Meaning, if even one of the LPA_indx for each ID number says LPA then I want it to show that for all of the rows for that ID. If none show it then I still want it to read "NO LPA". Any ideas? If it was a numeric value then I would think I can do a group by and a max() function, but I am unsure how to do it with strings like this.

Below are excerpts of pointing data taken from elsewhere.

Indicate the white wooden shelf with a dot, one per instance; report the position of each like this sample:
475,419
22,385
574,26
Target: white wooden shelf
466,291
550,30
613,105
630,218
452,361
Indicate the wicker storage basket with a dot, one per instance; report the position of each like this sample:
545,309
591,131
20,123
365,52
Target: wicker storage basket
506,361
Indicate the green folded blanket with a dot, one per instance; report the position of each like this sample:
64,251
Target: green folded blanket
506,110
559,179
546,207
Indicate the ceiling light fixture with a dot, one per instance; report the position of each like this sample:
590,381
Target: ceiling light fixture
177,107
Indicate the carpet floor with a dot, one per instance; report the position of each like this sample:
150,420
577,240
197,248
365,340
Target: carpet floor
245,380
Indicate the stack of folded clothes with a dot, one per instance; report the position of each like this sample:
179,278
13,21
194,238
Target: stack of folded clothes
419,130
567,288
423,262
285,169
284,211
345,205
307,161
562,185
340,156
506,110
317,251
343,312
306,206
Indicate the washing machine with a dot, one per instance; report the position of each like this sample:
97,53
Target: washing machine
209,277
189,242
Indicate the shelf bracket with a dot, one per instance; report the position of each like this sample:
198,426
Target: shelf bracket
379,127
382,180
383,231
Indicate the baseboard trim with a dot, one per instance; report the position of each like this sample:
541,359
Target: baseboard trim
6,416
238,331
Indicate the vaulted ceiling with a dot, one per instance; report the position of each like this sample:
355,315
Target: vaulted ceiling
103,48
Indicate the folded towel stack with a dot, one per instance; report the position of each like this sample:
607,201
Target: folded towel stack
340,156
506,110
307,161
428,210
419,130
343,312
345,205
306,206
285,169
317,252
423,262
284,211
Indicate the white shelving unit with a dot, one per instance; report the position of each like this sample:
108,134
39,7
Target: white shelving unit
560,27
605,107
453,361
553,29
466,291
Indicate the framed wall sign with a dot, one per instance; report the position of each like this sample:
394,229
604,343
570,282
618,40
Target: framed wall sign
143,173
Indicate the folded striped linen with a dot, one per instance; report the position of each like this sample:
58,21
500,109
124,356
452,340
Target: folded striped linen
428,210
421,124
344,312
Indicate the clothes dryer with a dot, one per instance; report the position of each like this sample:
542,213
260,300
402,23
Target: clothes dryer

As one more clarifcation, below is the table I wish to output.
ID | LPA_indx |
---|---|
13 | "LPA" |
13 | "LPA" |
13 | "LPA" |
14 | " NO LPA" |
14 | " NO LPA" |
14 | " NO LPA" |
14 | " NO LPA" |
16 | "LPA" |
16 | "LPA" |
16 | "LPA" |
Thanks!
CodePudding user response:
You can use the FINDW() function inside a DoW Loop.
data want;
do _n_=1 by 1 until (last.id);
set have;
by id;
cond = 0;
if findw(lpa_indx, '"LPA"') then cond = 1;
sum=sum(sum, cond);
end;
do until (last.id);
set have;
by id;
if sum > 0 then lpa_indx = '"LPA"';
else lpa_indx = '" NO LPA"';
output;
end;
drop cond sum;
run;
id lpa_indx
13 "LPA"
13 "LPA"
13 "LPA"
14 " NO LPA"
14 " NO LPA"
14 " NO LPA"
14 " NO LPA"
16 "LPA"
16 "LPA"
16 "LPA"
CodePudding user response:
SQL allows you to apply the max/min function on character variables. Since LPA is before "NO LPA" it means you want the minimum in this case.
proc sql;
create table want as
select *, min(LPA_indx) as lpa_indx_min
from have
group by ID
order by ID;
quit;
From an efficiency view, I suspect the data step/DoW loop will run faster. From a maintenance view, the SQL is easier to understand. However, if you ever add new different codes then the data step is also better as it will still work and the SQL may not depending on the alphabetical order of the new code.